Vous accordez une place majeure au développement durable et à l’inclusion. Comment cela se traduira-t-il dans votre politique achats ?

Nous mettrons en place très prochainement une charte achats responsables, laquelle répond à différents besoins internes. Depuis plusieurs mois désormais, le groupe et la direction des achats sont entraînés par l’ambition d’améliorer leur performance RSE et ont engagé une première démarche afin d’être référencés par EcoVadis, plateforme d’évaluation qui nous a d’ailleurs délivré la médaille de bronze la première année, puis la médaille d’argent cette année. Notre ambition est désormais de renforcer notre engagement en la matière pour décrocher la médaille d’or.  

S’agissant de l’inclusion, nous menons également une réflexion en harmonie avec la référente diversité et inclusion chez Babilou et nous tenons des points régulièrement à ce sujet. Nous souhaitons ardemment nous transformer en entreprise à mission et nous désirons notamment en ce sens collaborer avec des Esat, qui seraient aptes à répondre à nos ambitions en matière d’inclusion au sein de notre réseau en propre et de ceux de nos partenaires. Pour ce faire, nous nous faisons accompagner par le Réseau Gesat, qui nous permettra ainsi d’identifier les familles d’achats sur lesquelles nous serions susceptibles de recourir à des personnes éloignées de l’emploi en raison de leur handicap.

Quels sont vos enjeux en matière de digitalisation de la fonction ?

À ce sujet, nous venons tout juste de déployer l’outil Ivalua sur la partie PtoP. Nous sommes actuellement en pleine implémentation de notre nouvelle suite SI Achats auprès des services du groupe, à savoir des crèches mais également auprès des directions métier du siège. Nous souhaitons atteindre sous peu un niveau de maturité satisfaisant en matière de digitalisation. Les services proposés par les Achats étant un des axes principaux dans le cadre de la maîtrise de l’engagement de dépenses, il était normal de passer à la vitesse supérieure à ce sujet, le but étant de gagner en efficience et in fine d’optimiser nos performances.  

Profiterez-vous du déploiement de votre nouvelle suite pour revoir vos processus ?

Il est certain que le déploiement d’une solution de type PtoP engendre une transformation tant digitale qu’organisationnelle dans n’importe quelle structure. Nous n’y échappons bien évidement pas.

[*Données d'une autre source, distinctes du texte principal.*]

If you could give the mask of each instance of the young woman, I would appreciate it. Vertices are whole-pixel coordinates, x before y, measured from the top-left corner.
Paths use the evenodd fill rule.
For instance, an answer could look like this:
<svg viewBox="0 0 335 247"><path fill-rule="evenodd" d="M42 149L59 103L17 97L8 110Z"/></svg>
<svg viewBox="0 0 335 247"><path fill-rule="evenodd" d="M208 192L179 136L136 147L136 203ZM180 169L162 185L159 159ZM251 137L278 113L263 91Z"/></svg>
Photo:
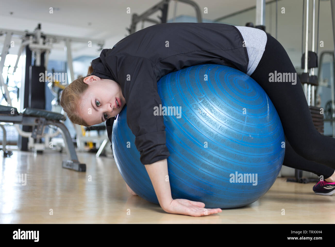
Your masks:
<svg viewBox="0 0 335 247"><path fill-rule="evenodd" d="M153 109L161 101L157 82L163 76L204 64L226 65L250 76L264 89L276 109L286 137L284 164L323 176L317 194L335 189L335 139L313 125L299 78L296 83L271 82L270 73L296 73L287 53L271 35L252 28L216 23L158 24L139 31L102 50L88 75L73 82L60 104L73 123L88 126L107 120L111 141L114 117L127 105L127 123L136 137L140 161L165 211L193 216L221 211L203 203L173 200L169 182L165 126ZM296 75L296 74L295 74ZM134 194L127 186L128 191Z"/></svg>

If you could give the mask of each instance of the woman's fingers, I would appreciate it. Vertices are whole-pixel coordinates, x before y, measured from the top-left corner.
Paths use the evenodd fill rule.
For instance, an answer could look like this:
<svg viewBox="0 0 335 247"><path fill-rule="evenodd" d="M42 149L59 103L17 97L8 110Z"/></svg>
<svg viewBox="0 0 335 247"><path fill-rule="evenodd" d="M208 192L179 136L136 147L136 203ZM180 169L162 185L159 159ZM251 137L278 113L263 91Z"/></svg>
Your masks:
<svg viewBox="0 0 335 247"><path fill-rule="evenodd" d="M195 202L194 201L190 201L189 200L188 200L188 201L190 202L190 203L193 206L197 206L200 208L205 207L205 203L203 202Z"/></svg>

Néanmoins, la culture du changement et du management est ancrée chez Babilou, nous permettant ainsi de proposer et d’améliorer quotidiennement nos processus pour un même objectif pour tous, la performance continue.

Quelles sont vos problématiques de gestion des talents ?

J’encadre un service de quatre acheteurs, essentiellement au profil junior ou confirmé. Cela s’explique tout simplement par le fait que la direction des achats s’est récemment développée et renforcée. Si le département existe depuis un certain temps, ses missions ont au demeurant été fortement dopées ces deux dernières années. En matière de recrutement, nous menons actuellement une réflexion sur l’intégration d’un ou deux profils supplémentaires pour compléter les effectifs sur l’année à venir. Toutefois, cette équipe a pour le moment toutes les capacités nécessaires pour gérer l’ensemble des demandes et des besoins des clients internes de l’entité française de Babilou.  

Portrait :

Nommé directeur des achats de l’enseigne Babilou en avril dernier dans le cadre d’un remplacement, d’abord dans une mission de manager de transition, Guy Noumen est titulaire d’une Licence achats de l’université Paris-Est Marne-la-Vallée, ainsi que d’un Master Achats internationaux et innovation, obtenu à la KEDGE business school. Avant son arrivée à la tête des achats du réseau de crèche, il avait occupé la fonction de directeur des achats du groupe Fitness Park, pour lequel il a créé et agencé le service. Au préalable, il avait exercé comme coordinateur achats travaux au sein de Vinci, comme acheteur investissement travaux pour le compte de la SNCF et acheteur travaux pour le groupe Suez.